WHO releases guidelines for catheter-related infections


Friday, 10 May, 2024

WHO releases guidelines for catheter-related infections

The World Health Organization (WHO) has released the first global guidelines to prevent the occurrence of bloodstream and other infections caused by use of catheters placed in minor blood vessels during medical procedures.

Poor practices in the insertion, maintenance, and removal of these catheters carry a high risk of introducing germs directly into the bloodstream, which can lead to serious conditions such as sepsis, and difficult-to-treat complications in major organs like the brain and kidneys. Soft tissue infections at the insertion site of the catheter can also occur.

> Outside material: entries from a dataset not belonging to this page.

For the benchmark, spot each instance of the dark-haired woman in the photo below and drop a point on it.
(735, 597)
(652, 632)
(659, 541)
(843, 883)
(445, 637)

Up to 70% of all inpatients require the use of a catheter inserted into a peripheral vein or artery, also known as peripherally inserted catheters (PIVCs), at some point during their hospital stay.

People who receive treatments through catheters often are particularly vulnerable to infections, as they might be seriously ill or have low immunity. WHO estimated that between 2000–2018, average mortality among patients affected by healthcare-associated sepsis was 24.4%, increasing to 52.3% among patients treated in intensive care units.

Many bloodstream infections are caused by antibiotic-resistant bacterial infections. It is estimated that bacterial antimicrobial resistance (AMR) was directly responsible for at least 1.27 million deaths and contributed to an additional 4.95 million deaths in 2019.

“Infections associated with healthcare delivery represent a preventable tragedy and a serious threat to the quality and safety of health care,” said Dr Bruce Aylward, WHO Assistant Director-General for Universal Health Coverage, Life Course.

“Implementing clean care and infection prevention and control recommendations is critical to saving lives and alleviating a great deal of avoidable suffering experienced by people around the world,” Aylward said.

The new guidelines include 14 good-practice statements and 23 recommendations on key areas for health workers, including: education and training of health workers; techniques of asepsis and hand hygiene practices; insertion, maintenance, access and removal of catheters; and catheter selection.